Cumhurbaşkanı Recep Tayip Erdoğan, Türkiye İşveren Sendikaları Konfederasyonu (TİSK) Genel Kurulu’na katılarak bir konuşma yaptı.

Niyet halis olduğunda, yapıcı bir yaklaşım benimsendiğinde, çalışma hayatında çözülemeyecek hiçbir sorun olmadığını hep birlikte gördüklerini kaydeden Cumhurbaşkanı Erdoğan,  "İnşallah önümüzdeki dönemde de aynı anlayışla, beraberce ülkemize daha büyük ve tarihî hizmetler kazandırmayı sürdüreceğiz." şeklinde konuştu.
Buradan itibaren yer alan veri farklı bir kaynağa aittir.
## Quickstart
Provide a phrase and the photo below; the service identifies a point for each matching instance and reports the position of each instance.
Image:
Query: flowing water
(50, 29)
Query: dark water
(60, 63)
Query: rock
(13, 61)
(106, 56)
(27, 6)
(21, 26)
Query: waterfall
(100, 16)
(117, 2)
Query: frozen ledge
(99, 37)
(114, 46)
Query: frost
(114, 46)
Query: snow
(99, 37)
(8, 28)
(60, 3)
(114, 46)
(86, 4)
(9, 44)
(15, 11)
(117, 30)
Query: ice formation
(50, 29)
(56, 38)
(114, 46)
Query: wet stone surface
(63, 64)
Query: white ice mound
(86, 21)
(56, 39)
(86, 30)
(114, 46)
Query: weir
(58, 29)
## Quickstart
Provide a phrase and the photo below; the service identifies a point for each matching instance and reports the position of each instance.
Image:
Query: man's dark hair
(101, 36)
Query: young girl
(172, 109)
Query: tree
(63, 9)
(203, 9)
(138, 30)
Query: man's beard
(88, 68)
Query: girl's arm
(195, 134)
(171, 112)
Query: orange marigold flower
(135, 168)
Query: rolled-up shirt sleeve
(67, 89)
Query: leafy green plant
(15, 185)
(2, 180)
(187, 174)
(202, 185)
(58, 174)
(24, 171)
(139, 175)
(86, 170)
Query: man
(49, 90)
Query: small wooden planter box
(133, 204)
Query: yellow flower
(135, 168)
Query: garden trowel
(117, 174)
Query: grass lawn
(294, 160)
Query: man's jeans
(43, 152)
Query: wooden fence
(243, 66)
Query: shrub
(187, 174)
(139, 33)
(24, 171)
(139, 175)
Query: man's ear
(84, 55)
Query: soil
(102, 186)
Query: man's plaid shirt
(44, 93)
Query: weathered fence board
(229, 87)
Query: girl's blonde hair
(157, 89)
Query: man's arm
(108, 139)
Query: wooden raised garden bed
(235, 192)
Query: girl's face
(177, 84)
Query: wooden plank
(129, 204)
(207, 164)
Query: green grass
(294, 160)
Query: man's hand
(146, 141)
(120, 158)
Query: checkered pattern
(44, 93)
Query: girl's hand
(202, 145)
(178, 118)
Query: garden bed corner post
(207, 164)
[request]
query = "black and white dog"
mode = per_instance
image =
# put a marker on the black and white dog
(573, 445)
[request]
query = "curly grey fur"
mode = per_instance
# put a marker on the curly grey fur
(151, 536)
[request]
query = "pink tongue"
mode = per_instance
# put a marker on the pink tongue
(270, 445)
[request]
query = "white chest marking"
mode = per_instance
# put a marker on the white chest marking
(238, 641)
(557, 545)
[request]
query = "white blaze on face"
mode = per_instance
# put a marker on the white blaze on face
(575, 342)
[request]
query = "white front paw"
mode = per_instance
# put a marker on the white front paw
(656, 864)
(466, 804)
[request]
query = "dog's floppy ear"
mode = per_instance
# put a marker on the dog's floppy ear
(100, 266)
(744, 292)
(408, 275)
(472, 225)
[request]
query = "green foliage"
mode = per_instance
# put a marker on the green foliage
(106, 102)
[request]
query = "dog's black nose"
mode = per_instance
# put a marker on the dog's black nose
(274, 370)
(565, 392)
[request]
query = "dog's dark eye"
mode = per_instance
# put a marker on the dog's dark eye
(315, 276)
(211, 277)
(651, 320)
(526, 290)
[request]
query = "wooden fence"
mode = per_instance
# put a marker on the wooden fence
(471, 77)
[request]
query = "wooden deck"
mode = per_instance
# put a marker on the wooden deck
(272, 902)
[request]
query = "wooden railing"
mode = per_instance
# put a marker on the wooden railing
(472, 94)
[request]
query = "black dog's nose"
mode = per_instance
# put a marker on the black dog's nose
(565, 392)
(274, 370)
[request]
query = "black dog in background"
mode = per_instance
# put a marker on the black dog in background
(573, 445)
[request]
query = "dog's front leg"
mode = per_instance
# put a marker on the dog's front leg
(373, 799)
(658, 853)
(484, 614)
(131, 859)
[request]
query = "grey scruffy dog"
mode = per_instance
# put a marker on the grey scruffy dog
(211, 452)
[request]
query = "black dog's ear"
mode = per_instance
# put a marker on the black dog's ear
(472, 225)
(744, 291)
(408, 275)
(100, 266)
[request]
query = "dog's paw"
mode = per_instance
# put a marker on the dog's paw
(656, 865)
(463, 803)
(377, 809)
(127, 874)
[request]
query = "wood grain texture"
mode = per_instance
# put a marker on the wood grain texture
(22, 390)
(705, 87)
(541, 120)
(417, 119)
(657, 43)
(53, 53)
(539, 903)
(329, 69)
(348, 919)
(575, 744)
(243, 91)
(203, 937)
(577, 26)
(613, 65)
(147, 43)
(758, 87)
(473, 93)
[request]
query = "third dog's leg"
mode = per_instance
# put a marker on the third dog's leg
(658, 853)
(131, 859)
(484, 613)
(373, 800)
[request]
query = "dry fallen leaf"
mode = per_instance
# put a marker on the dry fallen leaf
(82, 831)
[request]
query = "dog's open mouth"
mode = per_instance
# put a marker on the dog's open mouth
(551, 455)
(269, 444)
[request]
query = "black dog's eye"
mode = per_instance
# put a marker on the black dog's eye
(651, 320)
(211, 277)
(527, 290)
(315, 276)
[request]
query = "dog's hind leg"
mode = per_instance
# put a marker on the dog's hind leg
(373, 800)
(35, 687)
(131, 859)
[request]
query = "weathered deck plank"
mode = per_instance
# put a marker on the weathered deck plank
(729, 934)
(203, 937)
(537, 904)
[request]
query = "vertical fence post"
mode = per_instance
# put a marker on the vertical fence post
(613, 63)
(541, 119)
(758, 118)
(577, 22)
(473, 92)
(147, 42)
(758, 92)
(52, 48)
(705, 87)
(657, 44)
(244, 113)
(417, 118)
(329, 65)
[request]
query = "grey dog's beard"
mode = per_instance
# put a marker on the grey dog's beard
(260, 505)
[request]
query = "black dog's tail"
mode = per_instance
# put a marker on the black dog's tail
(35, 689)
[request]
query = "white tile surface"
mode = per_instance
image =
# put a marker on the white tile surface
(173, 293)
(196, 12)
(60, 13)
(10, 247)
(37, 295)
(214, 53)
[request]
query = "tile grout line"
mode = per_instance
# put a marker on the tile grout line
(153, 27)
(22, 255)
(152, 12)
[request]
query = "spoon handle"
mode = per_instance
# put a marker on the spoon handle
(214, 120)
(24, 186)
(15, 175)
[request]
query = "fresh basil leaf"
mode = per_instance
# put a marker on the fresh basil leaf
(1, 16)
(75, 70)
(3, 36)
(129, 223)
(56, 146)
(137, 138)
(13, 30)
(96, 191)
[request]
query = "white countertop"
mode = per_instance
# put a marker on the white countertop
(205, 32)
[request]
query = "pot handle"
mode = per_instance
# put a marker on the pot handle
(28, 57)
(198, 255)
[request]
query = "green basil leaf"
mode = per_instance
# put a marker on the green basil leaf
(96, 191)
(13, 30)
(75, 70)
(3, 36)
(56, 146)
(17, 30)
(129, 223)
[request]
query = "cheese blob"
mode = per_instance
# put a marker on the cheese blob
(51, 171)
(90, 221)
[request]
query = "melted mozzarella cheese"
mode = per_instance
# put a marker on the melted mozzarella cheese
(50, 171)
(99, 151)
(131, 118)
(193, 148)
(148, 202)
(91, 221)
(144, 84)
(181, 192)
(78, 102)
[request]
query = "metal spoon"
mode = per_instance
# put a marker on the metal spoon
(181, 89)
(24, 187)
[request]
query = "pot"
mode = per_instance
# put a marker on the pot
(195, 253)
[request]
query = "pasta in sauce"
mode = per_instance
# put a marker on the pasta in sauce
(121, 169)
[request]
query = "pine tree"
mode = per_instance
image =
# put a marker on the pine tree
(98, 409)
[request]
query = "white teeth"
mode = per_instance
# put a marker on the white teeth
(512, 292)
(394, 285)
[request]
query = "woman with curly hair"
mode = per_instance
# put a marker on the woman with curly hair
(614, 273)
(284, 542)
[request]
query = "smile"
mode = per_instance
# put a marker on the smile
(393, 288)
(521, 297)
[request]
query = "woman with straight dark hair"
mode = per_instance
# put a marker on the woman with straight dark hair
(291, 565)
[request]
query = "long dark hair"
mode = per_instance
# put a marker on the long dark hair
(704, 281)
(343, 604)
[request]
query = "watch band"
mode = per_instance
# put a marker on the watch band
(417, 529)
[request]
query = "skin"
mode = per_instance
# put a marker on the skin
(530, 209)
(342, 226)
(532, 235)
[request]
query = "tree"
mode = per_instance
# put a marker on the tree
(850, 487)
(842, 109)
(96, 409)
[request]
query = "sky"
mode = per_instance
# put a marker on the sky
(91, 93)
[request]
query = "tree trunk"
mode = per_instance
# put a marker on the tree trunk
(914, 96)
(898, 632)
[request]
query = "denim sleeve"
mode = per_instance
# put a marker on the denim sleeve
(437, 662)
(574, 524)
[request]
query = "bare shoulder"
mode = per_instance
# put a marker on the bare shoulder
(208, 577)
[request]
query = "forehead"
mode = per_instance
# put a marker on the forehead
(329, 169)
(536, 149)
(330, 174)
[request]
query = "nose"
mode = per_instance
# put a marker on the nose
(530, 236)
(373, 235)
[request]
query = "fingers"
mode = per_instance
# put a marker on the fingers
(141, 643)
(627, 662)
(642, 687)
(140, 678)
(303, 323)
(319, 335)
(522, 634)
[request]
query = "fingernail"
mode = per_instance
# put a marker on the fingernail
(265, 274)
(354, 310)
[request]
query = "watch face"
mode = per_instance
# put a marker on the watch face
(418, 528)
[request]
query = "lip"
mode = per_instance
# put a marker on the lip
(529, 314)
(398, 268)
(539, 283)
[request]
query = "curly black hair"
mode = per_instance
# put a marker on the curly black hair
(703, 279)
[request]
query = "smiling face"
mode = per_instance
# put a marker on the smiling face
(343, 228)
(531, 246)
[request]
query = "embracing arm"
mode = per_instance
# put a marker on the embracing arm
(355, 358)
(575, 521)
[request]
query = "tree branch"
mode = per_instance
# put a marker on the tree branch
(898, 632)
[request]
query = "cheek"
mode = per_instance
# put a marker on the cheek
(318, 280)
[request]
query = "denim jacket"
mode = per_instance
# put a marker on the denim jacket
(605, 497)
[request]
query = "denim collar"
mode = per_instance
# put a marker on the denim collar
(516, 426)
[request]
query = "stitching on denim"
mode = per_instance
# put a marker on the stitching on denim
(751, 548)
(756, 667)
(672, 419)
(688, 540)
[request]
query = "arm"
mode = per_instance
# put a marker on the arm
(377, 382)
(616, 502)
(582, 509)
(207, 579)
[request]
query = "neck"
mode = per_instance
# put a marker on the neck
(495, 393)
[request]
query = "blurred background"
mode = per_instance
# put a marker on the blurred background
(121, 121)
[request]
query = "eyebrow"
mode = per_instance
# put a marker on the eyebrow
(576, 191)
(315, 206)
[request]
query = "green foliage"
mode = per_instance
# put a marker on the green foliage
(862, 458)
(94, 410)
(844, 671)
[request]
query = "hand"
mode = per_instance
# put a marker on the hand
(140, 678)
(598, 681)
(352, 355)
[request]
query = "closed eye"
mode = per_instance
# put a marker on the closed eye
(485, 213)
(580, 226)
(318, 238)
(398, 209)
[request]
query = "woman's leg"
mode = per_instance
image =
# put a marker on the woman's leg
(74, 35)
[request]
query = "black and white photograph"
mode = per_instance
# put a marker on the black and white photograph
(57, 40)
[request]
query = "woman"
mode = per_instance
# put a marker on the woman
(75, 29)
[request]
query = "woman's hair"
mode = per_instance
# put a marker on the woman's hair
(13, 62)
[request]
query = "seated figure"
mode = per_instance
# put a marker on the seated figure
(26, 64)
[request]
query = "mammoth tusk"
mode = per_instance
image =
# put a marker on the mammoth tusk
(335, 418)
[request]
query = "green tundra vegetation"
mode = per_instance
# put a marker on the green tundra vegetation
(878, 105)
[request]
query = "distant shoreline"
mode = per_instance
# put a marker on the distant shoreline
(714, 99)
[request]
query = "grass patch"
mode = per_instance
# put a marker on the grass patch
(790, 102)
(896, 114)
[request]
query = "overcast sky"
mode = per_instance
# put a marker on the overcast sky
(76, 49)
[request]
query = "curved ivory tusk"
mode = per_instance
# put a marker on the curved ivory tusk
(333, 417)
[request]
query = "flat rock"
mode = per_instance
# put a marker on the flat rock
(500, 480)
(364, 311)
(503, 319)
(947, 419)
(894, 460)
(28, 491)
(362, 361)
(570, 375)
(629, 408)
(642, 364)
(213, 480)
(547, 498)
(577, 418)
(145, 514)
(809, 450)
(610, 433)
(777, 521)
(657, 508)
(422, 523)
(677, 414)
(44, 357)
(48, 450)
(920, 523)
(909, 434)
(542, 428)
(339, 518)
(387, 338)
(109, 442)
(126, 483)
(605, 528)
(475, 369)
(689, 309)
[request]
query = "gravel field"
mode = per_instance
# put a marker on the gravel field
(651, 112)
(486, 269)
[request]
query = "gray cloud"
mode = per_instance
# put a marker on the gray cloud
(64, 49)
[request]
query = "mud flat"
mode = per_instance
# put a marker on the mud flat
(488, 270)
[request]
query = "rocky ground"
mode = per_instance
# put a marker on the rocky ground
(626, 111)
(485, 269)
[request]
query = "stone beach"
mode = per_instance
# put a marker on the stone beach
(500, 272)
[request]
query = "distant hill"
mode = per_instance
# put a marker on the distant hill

Erdoğan, sözlerini şöyle sürdürdü:

"Türkiye'nin, ekonominin tüm alanlarındaki ölçeği, küresel rekabet gücünün bir ifadesi olarak fevkalade yükselmiş, büyümüştür. Makro ekonomik göstergeleri, ülkemizin hangi alanlarda 3 kat, 5 kat, 10 kat büyüdüğünü sizler zaten yakından takip ediyorsunuz. Burada dikkat çekmek istediğim husus, Türkiye'nin bilhassa son 10 yılda maruz kaldığı siyasi ve ekonomik engellemelere, tuzaklara, saldırılara rağmen bölgesel ve küresel liderlik seviyesine ulaşmasıdır.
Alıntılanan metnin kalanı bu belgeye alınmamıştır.